FW: Best Practices for Establishing Namespace Name from Simon Cox on 2009-09-02 (xmlschema-dev@w3.org from September 2009)

From: Simon Cox <simon.cox@jrc.ec.europa.eu>
Date: Wed, 2 Sep 2009 20:08:59 +0200
To: <xmlschema-dev@w3.org>
Message-ID: <CEE7205EF0534E09B5D83E19B390CC8E@H07.jrc.it>
 
Also forwarded to the list as this is likely to be of general interest. 

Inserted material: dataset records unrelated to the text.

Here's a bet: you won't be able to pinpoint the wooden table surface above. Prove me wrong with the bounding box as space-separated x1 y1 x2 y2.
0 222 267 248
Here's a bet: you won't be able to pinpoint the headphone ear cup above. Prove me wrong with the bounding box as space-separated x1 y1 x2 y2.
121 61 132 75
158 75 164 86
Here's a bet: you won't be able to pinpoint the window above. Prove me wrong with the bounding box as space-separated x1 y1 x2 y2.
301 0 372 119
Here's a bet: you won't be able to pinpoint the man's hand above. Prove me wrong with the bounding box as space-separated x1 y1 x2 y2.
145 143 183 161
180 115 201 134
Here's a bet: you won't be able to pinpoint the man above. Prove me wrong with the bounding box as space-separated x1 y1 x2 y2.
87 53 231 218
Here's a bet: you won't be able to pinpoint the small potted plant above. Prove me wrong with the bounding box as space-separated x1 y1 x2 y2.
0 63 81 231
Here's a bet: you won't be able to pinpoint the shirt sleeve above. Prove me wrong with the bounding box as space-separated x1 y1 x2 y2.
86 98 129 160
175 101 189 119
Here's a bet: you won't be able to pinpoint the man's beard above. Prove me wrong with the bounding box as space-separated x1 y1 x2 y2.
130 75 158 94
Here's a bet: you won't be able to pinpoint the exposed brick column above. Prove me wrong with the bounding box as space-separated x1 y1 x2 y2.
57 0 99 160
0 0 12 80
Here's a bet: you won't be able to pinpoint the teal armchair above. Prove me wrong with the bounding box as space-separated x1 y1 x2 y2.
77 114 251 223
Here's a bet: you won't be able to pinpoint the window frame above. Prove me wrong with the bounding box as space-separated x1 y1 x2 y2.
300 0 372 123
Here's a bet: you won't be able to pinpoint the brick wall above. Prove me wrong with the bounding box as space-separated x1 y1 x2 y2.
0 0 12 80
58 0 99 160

-----Original Message-----
From: Simon Cox [mailto:simon.cox@jrc.ec.europa.eu] 
Sent: Wednesday, 2 September 2009 20:06
To: 'noah_mendelsohn@us.ibm.com'
Cc: 'Andrew Welch'; 'ekimber'; 'G. Ken Holman'; 'Henry S. Thompson'; 'Tsao,
Scott'
Subject: RE: Best Practices for Establishing Namespace Name

Not in general, but sometimes, and often enough to matter for certain
use-cases. 
A review of processing engines (including those built in to enterprise tools
like Oracle) a few years ago led us to the conclusion that the real tools
used in real organizations had diverse behaviours. 
OGC is in business of publishing schemas for widespread use by many
organizations, used to build loosely coupled systems where it isn't feasible
to enforce any particular one of the caching and processing models allowed
by the spec, so we had to assume the worse case. 
That requirement inexorably led to the conclusion that new namespaces were
required every time. 

This won't apply in every use case, but if you are publishing schemas that
you expect lots of people to use, and you have limited control over them it
is a scenario that must be considered. 

However, there is a nuance to this: where the new schema only adds stuff to
an existing schema, you do this in a new namespace, but <import> the
existing schema, so existing components do not change namespaces, its just
that the ones added after the original publication have a new namespace.
(Effectively this is the strategy used by Google when upgrading KML.)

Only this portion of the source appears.